Nevertheless, in spite of all this, in March 1980, with the exception of a few cases, the plots of the hypocrites were neutralized by the alertness of the workers.
STARTING STRIKES IN FACTORIES
Finally, there was the question of guilds, and many difficulties seemed insolvable. This question came up especially in connection with starting strikes in March, 1980 and was emphasized.
There were slogans for raising salaries, reduction of working hours, special benefits etc. which it was impossible to realize. It was not due to the disinclination of the authorities, but rather due to the country's depressing economic pressures.
There was no money to spend. Economic issues may of course be discussed for hours, but this is not the place for them. I only mention that it is the natural and necessary outcome of every revolution to bear economic pressures, especially one like the Iranian Revolution, the leaders of which want to preserve, as far as possible, the independence of the country and the sanctity of the Revolution.
But the hypocrites, being aware of this reasoned that the government intended to exploit and cheat the people. With such slogans, they carried on dealing blows on the country's economy. Nevertheless, in spite of all this, in March 1980, with the exception of a few cases, the plots of the hypocrites were neutralized by the alertness of the workers. There are some interesting points concerning this line which are fitting to be read from these reports.

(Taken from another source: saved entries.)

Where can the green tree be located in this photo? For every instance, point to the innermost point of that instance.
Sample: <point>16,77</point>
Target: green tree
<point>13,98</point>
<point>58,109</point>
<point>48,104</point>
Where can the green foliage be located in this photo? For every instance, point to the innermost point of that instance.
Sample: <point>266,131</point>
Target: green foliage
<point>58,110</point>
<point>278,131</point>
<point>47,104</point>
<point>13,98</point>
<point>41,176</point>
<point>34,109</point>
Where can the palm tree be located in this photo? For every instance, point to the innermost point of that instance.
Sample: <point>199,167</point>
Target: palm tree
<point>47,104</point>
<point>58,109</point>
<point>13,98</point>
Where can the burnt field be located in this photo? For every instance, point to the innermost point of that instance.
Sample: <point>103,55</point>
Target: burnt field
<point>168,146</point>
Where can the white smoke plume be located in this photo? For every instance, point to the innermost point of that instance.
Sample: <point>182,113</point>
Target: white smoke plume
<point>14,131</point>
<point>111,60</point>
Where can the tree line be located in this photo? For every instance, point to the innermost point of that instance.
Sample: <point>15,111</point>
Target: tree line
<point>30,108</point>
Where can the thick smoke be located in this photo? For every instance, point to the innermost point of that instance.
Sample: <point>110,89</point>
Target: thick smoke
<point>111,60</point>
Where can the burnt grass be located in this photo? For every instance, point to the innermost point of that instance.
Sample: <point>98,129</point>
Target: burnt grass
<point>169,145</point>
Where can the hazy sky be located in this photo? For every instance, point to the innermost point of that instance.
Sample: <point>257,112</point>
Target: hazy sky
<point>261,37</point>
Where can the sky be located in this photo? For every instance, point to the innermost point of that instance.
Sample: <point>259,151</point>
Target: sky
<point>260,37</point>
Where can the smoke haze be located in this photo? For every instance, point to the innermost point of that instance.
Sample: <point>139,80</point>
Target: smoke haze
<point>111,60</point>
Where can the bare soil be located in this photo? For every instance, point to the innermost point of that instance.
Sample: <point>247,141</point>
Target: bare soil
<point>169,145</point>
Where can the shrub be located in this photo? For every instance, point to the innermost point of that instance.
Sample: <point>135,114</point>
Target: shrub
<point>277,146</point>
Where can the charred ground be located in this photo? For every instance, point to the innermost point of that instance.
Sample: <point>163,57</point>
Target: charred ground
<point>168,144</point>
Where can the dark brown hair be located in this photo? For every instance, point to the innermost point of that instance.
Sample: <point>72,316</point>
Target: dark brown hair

This is a report sent by a factory's hypocrite to his superior. He speaks about the views of the workers he had met: “I asked an old man, “Why do they not pay us? How unfortunate we are.” The old man answered, “The Revolution is faced with many difficulties. We will not demand money at present. May God bless the Imam.” In fact, this was a decisive answer to the hypocrites.
There are also documents concerning a few of the strikes, one of which is about the Melli Shoe factory. It states: “The boy could not contact the headquarters and the telephones were not in good order. If the factory telephone is cut off or controlled, all communication will cease” (Document No.7).
I remember that Reza Karam Al.i himself and Majid Farzaneh, were in direct telephone contact with the hypocrite members who guided the strikes and gave directives. Those who were not acquainted with the procedure may have thought that this move was really made by the workers, whereas that was not the case.
In another place, a directive is given about propagation methods and the way to start a strike, saying: “As the workers' awareness is low, rumors play an important role (this attitude of the hypocrites towards workers is worthy of attention).” The boys, for example, started a strike one day by means of a rumor in the Jam Shoe factory. There are many other cases mentioned in the documents about which one could talk for hours. These lines continued (Document No.8) about June 20th.